III. - Recherche : M. René Trégouët, rapporteur spécial (rapport n° 86, annexe n° 15) ; M. Pierre Laffitte, rapporteur pour avis de la commission des affaires culturelles (recherche scientifique et technique, avis n° 87, tome VIII) ; M. Jean-Marie Rausch, rapporteur pour avis de la commission des affaires économiques et du Plan (avis n° 88, tome VII).
- Jeunesse et sports : M. Jean-Pierre Masseret, rapporteur spécial (rapport n° 86, annexe n° 30) ; M. François Lesein, rapporteur pour avis de la commission des affaires culturelles (avis n° 87, tome IX).
En outre, à quinze heures, un hommage solennel en séance publique sera rendu à André Malraux.

Délai limite pour les inscriptions de parole
dans les discussions précédant l'examen des crédits
de chaque ministère

Le délai limite pour les inscriptions de parole dans les discussions précédant l'examen des crédits de chaque ministère est fixé à la veille du jour prévu pour la discussion, à dix-sept heures.

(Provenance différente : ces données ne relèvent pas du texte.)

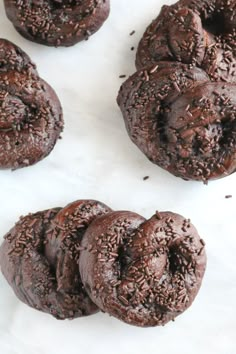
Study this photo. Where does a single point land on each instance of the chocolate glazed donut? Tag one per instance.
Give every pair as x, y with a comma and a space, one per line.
182, 121
57, 22
144, 272
39, 259
194, 32
30, 112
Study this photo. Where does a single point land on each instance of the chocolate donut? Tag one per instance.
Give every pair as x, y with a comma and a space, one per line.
30, 112
39, 259
144, 272
57, 22
181, 120
194, 32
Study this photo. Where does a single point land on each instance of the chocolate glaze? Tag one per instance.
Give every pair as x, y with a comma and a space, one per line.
181, 120
39, 259
144, 272
30, 112
57, 22
193, 32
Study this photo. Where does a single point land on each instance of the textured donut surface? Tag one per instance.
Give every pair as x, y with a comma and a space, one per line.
57, 22
30, 112
39, 259
194, 32
71, 262
179, 108
144, 272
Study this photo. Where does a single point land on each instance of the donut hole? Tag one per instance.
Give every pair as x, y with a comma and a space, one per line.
215, 24
174, 260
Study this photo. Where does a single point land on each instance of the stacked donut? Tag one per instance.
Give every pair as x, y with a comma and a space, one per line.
71, 262
180, 107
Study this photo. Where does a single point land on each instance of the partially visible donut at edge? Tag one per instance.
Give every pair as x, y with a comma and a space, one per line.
57, 23
200, 33
31, 119
39, 259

Délai limite pour le dépôt des amendements
aux crédits budgétaires
pour le projet de loi de finances pour 1997

Le délai limite pour le dépôt des amendements aux divers crédits budgétaires et articles rattachés du projet de loi de finances pour 1997 est fixé à la veille du jour prévu pour la discussion, à dix-sept heures.

Délai limite pour le dépôt des amendements
aux articles de la deuxième partie,
non joints à l'examen des crédits,
du projet de loi de finances pour 1997

Le délai limite pour le dépôt des amendements aux articles de la deuxième partie, non joints à l'examen des crédits, du projet de loi de finances pour 1997 est fixé au vendredi 6 décembre 1996, à dix-sept heures.
Personne ne demande la parole ?...
La séance est levée.

(La séance est levée le mardi 3 décembre 1996, à zéro heure trente.)

Le Directeur
du service du compte rendu intégral,
DOMINIQUE PLANCHON





NOMINATION D'UN RAPPORTEUR
COMMISSION DES AFFAIRES ÉCONOMIQUES

Roger Rigaudière a été nommé rapporteur du projet de loi n° 109 (1996-1997), adopté par l'Assemblée nationale, sur la collecte et l'élimination des cadavres d'animaux et les déchets d'abattoirs et modifiant le code rural.